Part of Chichester District (and surrounding area) falls within the Sussex North Water Supply Zone.

This area is served by supplies from a groundwater abstraction at Pulborough. This has the potential to impact upon the Arun Valley, a Special Area Conservation (SAC), Special Protection Area (SPA) and Ramsar site.

In September 2021, the council received advice from Natural England. The full interim advice note is available to view:

Frequently Asked Questions

Following the advice from Natural England the council has released the following guidance in regards to water abstraction in the north of the district.

Anyone considering submitting planning applications in the affected area is advised to read the guidance note in full. In short the advice is that at the present time, any planning application will need to demonstrate water neutrality, through a mixture of water efficiency and offsetting.

Why is Natural England concerned about water abstraction in the north of the district?

Natural England is concerned that existing water abstraction in the Sussex North Water Resource Zone, which supplies part of the north of the district, is having an impact on protected sites in the Arun Valley. The increasing demand for water is thought to be harming internationally protected species, with the potential threat of extinction for some of these species. In response to this, Natural England has advised that new developments within this zone, which affects Horsham, Crawley and part of our district (including some parts of the South Downs National Park) must not add to this impact.

What is water abstraction?

Abstraction is the permanent or temporary removal of water from a river, lake, reservoir, canal, estuary or groundwater. It changes the natural flow pattern and the amount of water in the environment. This can reduce the amount of habitat, prevent natural movement of species and concentrate pollution in the water environment. Abstracted water is used by everyone in their day to day lives for: drinking water; cleaning; irrigating crops; supporting industry; producing food; generating power; and, for use in households and many other goods and services.

What do you mean when you say that development must not add to this impact?

Natural England has raised concern that further water extraction in the affected area may be having an adverse impact on protected sites in the Arun Valley. It has advised that any development must be 'water neutral' if it is to proceed. This means that new development should not increase the rate of water abstraction from the current water supply site above existing levels.

Does this mean that we can't have any further development in the district?

No. This affects a small proportion of our district. Any new development that has a material impact on water demand from this site must demonstrate that it will be water neutral. This is most likely to affect new housing development and commercial activities that use high volumes of water. In some circumstances it may affect other types of development - for example, an extension to a home that could lead to a significant increase in the number of people occupying the finished development. While Natural England's position statement will have an effect on some development within out district, it has a much greater impact on Horsham and Crawley, who rely on this site for all of their water supplies.

What action are you taking in response to this situation?
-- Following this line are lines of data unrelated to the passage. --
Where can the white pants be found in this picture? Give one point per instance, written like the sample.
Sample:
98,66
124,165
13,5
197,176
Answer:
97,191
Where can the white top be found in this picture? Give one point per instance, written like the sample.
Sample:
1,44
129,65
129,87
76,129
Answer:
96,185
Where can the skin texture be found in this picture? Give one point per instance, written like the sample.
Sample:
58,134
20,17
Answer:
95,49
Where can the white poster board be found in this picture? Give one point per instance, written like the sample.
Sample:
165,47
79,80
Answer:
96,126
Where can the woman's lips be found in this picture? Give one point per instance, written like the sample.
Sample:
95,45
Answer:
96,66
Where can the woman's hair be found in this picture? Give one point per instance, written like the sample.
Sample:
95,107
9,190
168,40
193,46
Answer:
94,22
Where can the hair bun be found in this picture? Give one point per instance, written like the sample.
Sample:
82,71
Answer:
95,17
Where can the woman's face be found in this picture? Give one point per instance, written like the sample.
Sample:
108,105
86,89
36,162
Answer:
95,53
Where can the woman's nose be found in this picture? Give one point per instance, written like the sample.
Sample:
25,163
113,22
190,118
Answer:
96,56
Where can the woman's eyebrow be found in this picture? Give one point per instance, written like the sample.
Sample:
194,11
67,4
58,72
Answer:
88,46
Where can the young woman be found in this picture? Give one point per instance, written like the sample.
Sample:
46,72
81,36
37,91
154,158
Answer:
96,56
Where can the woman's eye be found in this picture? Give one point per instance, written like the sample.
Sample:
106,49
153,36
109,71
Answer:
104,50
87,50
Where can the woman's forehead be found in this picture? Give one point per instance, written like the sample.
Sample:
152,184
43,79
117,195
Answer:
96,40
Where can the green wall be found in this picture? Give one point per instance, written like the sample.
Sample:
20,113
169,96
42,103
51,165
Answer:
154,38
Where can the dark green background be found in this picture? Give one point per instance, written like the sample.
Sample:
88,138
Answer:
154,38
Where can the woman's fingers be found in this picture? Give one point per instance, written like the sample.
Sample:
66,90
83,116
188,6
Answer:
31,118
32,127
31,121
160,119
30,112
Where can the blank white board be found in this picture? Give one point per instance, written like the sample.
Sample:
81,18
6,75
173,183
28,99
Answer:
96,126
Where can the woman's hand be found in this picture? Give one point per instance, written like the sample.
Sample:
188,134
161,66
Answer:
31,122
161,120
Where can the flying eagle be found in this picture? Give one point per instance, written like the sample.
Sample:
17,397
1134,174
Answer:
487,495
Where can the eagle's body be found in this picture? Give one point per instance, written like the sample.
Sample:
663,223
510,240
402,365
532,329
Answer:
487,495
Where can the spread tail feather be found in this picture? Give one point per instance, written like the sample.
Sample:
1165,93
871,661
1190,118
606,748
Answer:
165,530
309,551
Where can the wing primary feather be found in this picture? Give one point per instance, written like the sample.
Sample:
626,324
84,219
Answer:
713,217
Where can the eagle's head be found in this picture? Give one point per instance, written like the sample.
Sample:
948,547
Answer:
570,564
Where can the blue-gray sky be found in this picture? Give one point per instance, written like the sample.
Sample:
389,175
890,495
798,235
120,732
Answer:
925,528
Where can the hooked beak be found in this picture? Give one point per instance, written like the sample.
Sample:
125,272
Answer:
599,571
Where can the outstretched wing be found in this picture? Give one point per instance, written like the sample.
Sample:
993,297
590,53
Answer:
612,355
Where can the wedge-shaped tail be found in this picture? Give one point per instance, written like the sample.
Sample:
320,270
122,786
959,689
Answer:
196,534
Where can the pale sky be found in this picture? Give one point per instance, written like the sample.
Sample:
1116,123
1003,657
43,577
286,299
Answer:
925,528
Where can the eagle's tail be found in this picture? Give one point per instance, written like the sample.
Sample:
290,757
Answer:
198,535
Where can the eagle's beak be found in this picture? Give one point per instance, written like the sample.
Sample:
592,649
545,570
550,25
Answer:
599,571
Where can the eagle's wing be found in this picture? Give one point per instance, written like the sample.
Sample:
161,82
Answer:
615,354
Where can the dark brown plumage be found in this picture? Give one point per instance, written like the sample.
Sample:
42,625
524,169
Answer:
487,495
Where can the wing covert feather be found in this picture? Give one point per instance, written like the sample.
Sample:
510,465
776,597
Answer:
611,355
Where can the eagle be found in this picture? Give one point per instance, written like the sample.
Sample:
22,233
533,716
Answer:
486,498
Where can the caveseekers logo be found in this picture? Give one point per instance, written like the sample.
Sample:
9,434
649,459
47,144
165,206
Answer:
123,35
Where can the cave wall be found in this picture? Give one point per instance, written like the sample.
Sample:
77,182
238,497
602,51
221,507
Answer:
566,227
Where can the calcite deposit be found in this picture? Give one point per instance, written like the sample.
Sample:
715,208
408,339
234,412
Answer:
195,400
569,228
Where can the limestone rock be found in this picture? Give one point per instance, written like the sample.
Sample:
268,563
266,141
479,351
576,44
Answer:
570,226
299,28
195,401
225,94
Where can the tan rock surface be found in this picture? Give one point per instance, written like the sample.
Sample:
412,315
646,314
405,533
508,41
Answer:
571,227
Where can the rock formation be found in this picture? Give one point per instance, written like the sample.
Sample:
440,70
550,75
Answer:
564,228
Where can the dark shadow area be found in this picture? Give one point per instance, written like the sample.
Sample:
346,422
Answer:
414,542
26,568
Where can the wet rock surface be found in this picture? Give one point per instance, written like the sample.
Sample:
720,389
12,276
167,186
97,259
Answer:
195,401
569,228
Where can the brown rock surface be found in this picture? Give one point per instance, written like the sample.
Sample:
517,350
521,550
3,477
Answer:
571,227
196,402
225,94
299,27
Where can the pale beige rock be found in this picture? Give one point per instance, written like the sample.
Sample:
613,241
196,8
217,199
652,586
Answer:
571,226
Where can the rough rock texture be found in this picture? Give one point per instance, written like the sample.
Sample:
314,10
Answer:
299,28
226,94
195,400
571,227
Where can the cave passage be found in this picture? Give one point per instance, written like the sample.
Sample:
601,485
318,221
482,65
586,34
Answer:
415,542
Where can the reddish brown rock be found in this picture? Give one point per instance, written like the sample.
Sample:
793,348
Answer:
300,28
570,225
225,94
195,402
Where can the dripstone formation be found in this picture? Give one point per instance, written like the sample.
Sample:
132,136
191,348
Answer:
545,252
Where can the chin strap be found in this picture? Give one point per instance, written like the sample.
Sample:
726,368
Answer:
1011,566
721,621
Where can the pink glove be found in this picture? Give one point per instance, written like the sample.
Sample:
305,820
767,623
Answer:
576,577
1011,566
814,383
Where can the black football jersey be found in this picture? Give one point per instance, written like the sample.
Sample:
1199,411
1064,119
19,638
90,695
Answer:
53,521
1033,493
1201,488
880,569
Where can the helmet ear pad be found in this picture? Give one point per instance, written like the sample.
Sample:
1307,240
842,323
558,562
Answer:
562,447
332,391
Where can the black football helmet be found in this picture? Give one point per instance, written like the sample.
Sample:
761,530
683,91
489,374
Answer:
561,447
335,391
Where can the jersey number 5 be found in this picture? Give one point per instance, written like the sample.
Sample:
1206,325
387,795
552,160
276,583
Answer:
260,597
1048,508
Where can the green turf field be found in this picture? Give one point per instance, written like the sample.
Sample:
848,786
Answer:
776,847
We have been working with Natural England and Southern Water on longer term solutions for water neutrality for the affected area, within our emerging Local Plan. In the short term, any planning applications that materially increase water demand in those areas will need to be water neutral. We are also working on a Climate Change campaign, which will encourage residents and businesses to make small behavioural changes that will make a difference. This includes encouraging people to think about how they use water in their own home, and taking simple steps that collectively will make a big difference.

Why does this affect the north of the district and not the south?

This issue only affects the development which falls within the Sussex North Water Resource Zone. This covers some of the northern parishes of Chichester District and other neighbouring authorities, because it is in an area of serious water stress, where there is the threat of serious environmental harm.

Joint study

The council is working on a joint study with neighbouring authorities to quantify the scale of the issue and identify proposed mitigation schemes to address this issue. 

It is currently envisaged that the study will comprise of three parts:

Part A: Individual local authority areas assessment

The study calculates the individual impact of each local authority on water resources using estimates of future growth. The contribution that could be theoretically possible from different measures is also presented.

Part B: In-combination assessment

The individual authority assessments will then be combined into a Water Supply Zone assessment.

Part C: Determine mitigation

The third part of this study will build on the analysis in parts A and B and develop a draft plan to achieve water neutrality.

Further updates will be available on this webpage.